A set S has 12 elements. How many subsets of S have at most 4 elements?

T1 - January 24th 2007, 12:43 PMThePerfectHacker
- January 24th 2007, 01:44 PMTainted1
Thank you for the response. I'm sorry, math isn't my strong suit. I'm just filling a requirement. I don't understand. We're working on combinations now like if I wanted just to take four out of the 12 it would be C(12,4). I just can't seem to figure out how to find how many have at most four.

Here's another one I'm killing myself over:

Select three coins from the following: 5 dimes, 3 nickels and 2 quarters.

The select 3 from 10 is simple C(10,3), but here's the real question.

In how many possible ways can the selection be made so that the value of the coins is at least 25 cents?

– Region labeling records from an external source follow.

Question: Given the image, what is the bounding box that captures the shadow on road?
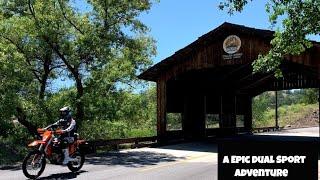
[39,171,87,179]
[86,151,185,167]
[159,142,218,153]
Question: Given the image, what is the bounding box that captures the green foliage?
[0,0,157,165]
[252,89,319,127]
[219,0,320,77]
[167,113,182,131]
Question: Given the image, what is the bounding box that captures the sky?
[139,0,270,63]
[53,0,320,88]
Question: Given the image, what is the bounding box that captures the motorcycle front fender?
[28,140,46,147]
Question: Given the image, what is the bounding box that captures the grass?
[253,103,319,127]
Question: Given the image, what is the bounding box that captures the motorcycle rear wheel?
[22,150,46,179]
[68,151,85,172]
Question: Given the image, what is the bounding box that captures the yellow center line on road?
[139,154,215,172]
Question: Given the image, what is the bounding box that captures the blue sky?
[58,0,320,88]
[140,0,270,63]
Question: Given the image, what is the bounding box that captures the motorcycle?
[22,126,87,179]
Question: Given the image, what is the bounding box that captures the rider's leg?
[62,141,74,164]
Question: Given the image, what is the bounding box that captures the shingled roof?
[138,22,274,81]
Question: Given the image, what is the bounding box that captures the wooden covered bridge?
[139,23,320,140]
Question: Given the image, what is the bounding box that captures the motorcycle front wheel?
[68,151,85,172]
[22,150,46,179]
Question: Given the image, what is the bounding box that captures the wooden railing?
[85,127,282,153]
[83,136,157,154]
[253,126,283,133]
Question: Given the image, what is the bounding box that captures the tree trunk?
[17,107,40,138]
[74,72,84,124]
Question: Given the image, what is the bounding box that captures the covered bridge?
[139,23,320,140]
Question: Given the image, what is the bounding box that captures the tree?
[0,0,155,122]
[219,0,320,77]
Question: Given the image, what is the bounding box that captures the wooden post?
[244,96,252,133]
[275,91,279,129]
[157,79,167,143]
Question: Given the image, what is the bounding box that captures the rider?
[47,107,76,164]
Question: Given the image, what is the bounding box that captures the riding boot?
[62,148,74,165]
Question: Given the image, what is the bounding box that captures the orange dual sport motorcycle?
[22,126,86,179]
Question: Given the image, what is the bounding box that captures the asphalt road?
[0,128,320,180]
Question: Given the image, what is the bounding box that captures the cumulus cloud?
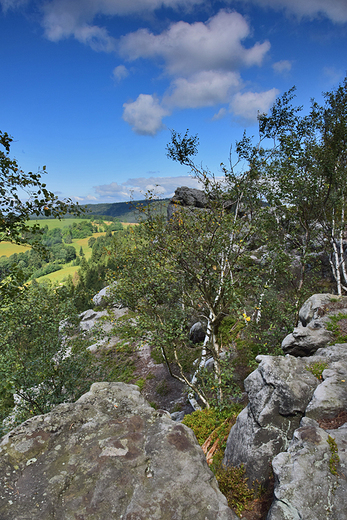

My last one is: Assume that the student has a cup with 11 writing implements: 6 pencils, 4 ball point pens, and 1 felt-tip pen.

1. In how many ways can the student select 7 writing implements?

Simple, C(11,7) = 330

2. In how many ways can the selection be made if no more than one ball point pen is selected?

I can get parts of the answer, but can't seem to put it all together.

T1 - January 24th 2007, 02:16 PMPlato
TPH gave you the answer to at most four: none+one+two+three+four.

In your notation C(12,0)+ C(12,1)+ C(12,2)+ C(12,3)+ C(12,4).

Just add all five numbers. That is the answer.

Select three coins from the following: 5 dimes, 3 nickels and 2 quarters.

The select 3 from 10 is simple C(10,3), but here's the real question.**This not correct unless we assume all the coins are distinct.**Are they? Usually we consider nickels are identical.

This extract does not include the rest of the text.